Das ist typisch dafür, wie die Deutschen mit Reparatur und Instandhaltung umgehen. 2020 sind 84 Eurofighter von Deutschen und Briten ausgemustert worden. Deutschland könnte kurzfristig die 1. Tranche Eurofighter, das sind ca. 30 bis 40 Stück, die mit Beschluss im Jahr 2020 ohnehin alsbald ausgemustert werden, an die Ukraine rasch abgeben oder wieder ertüchtigen. Erst F-16 und dann Eurofighter. Viel wichtiger ist aber, dass jetzt an den Taurus-Marschflugkörpern sehr rasch die Soft- und Hardwareanpassungen vorgenommen werden, damit ukrainische Flugzeuge sie tragen können. Zweitens ist es wichtig, der Ukraine zu vertrauen. Stattdessen heißt es, man wisse ja nicht, ob die Ukrainer russisches Terrain angreifen werden. Völkerrechtlich ist das aber erlaubt, solange es verhältnismäßig ist und keine zivilen Ziele angegriffen werden. Es ist strategisch sinnvoll und politisch richtig, Einrichtungen in Russland anzugreifen, die zum Krieg beitragen. Bisher hat sich die Ukraine immer an Vorgaben gehalten.

In Deutschland kommt die AfD auf rund 20 Prozent in Umfragen, im Trendbarometer von ntv sagen mehr als 60 Prozent der Befragten, dass sie gegen Taurus-Lieferungen sind. Wie gehen Sie mit dieser Erschöpfung um?

Die Bundesregierung kalkuliert mit dieser Erschöpfung und Putin auch. Leidtragende ist die ukrainische Bevölkerung.
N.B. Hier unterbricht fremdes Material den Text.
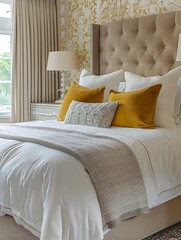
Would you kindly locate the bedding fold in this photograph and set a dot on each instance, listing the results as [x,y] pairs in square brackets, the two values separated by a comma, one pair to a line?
[111,164]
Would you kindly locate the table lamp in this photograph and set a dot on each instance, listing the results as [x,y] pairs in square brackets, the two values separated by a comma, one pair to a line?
[178,58]
[62,61]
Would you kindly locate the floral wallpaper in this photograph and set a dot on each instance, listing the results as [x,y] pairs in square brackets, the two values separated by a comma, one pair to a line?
[77,15]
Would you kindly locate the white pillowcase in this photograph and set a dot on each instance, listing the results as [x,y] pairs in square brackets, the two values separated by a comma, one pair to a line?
[177,108]
[122,87]
[165,103]
[110,81]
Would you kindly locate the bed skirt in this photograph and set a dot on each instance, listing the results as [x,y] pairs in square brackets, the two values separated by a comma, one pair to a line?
[133,229]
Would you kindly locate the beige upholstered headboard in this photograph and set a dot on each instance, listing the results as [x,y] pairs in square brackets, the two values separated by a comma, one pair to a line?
[145,46]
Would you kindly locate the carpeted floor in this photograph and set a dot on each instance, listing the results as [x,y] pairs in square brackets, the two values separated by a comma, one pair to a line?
[170,233]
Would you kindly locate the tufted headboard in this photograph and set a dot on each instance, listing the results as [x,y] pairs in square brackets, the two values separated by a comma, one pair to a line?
[145,46]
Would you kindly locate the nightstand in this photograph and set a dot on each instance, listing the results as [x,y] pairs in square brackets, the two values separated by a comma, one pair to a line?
[44,111]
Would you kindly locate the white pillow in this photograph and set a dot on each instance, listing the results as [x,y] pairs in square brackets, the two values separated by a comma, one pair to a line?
[165,103]
[122,87]
[110,81]
[177,110]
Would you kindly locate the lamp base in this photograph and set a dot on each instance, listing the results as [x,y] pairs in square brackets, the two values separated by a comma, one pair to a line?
[58,101]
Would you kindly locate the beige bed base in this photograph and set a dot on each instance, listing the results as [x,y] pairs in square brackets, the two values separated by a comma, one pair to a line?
[133,229]
[145,46]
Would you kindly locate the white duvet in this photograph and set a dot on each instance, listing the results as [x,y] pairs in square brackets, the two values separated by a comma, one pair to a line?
[32,177]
Wenn sie sieht, dass es keine Perspektive mehr in dem Land gibt, werden die Menschen millionenfach fliehen. Dann wird die AfD erst recht ihre Nahrung finden. Ich werfe der Bundesregierung vor, dass sie unser Handeln überhaupt nicht erklärt. Was ist unser Ziel? Ist das genannt worden?

Russland soll nicht gewinnen, sagt Bundeskanzler Olaf Scholz.

Und der Verteidigungsminister sagt, dass Russland verlieren und die Ukraine gewinnen soll. Scholz' Aussage ist aber kein Ziel, das Deutschlands Sicherheit dient. Der Bundeskanzler leistet damit einem langen Krieg Vorschub. Er setzt auf die Abnutzung. So nimmt er millionenfache Opfer in Kauf. Wir müssen jetzt die Ukraine in die Lage versetzen, ihr Territorium vollständig zu befreien.

Viele schätzen aber das, was als "besonnen" wahrgenommen wird.

Ich war seit März 2022 in 98 Wahlkreisen bei Bürgerdiskussionen. Da spüre ich nicht, dass der Bundeskanzler als besonnen wahrgenommen wird. Ich nehme größte Unzufriedenheit wahr. Die Menschen sagen mir: Er erklärt zu wenig. Wir verstehen nicht, was er will. Damit verspielt er Vertrauen und setzt den gesellschaftlichen Zusammenhalt aufs Spiel. Das stärkt leider auch die politischen Ränder.

Die Lieferung welcher Waffengattung werden Sie als nächstes fordern?

Ich fordere, dass wir begreifen, dass die Ukraine gewinnen und ihre Grenzen von 1991 wiederherstellen muss. Alles was dafür völkerrechtlich legal und legitim ist, muss geliefert werden. Dazu gehört auch, dass der Bundeskanzler erklärt, was auf dem Spiel steht. Wir müssen als Westen glaubwürdig bleiben. Wir müssen dafür sorgen, dass es keine Nachahmer gibt, sei es der Iran gegenüber dem Irak oder China gegenüber Taiwan. Die Stärke des Rechts muss stärker sein als das Recht des Stärkeren.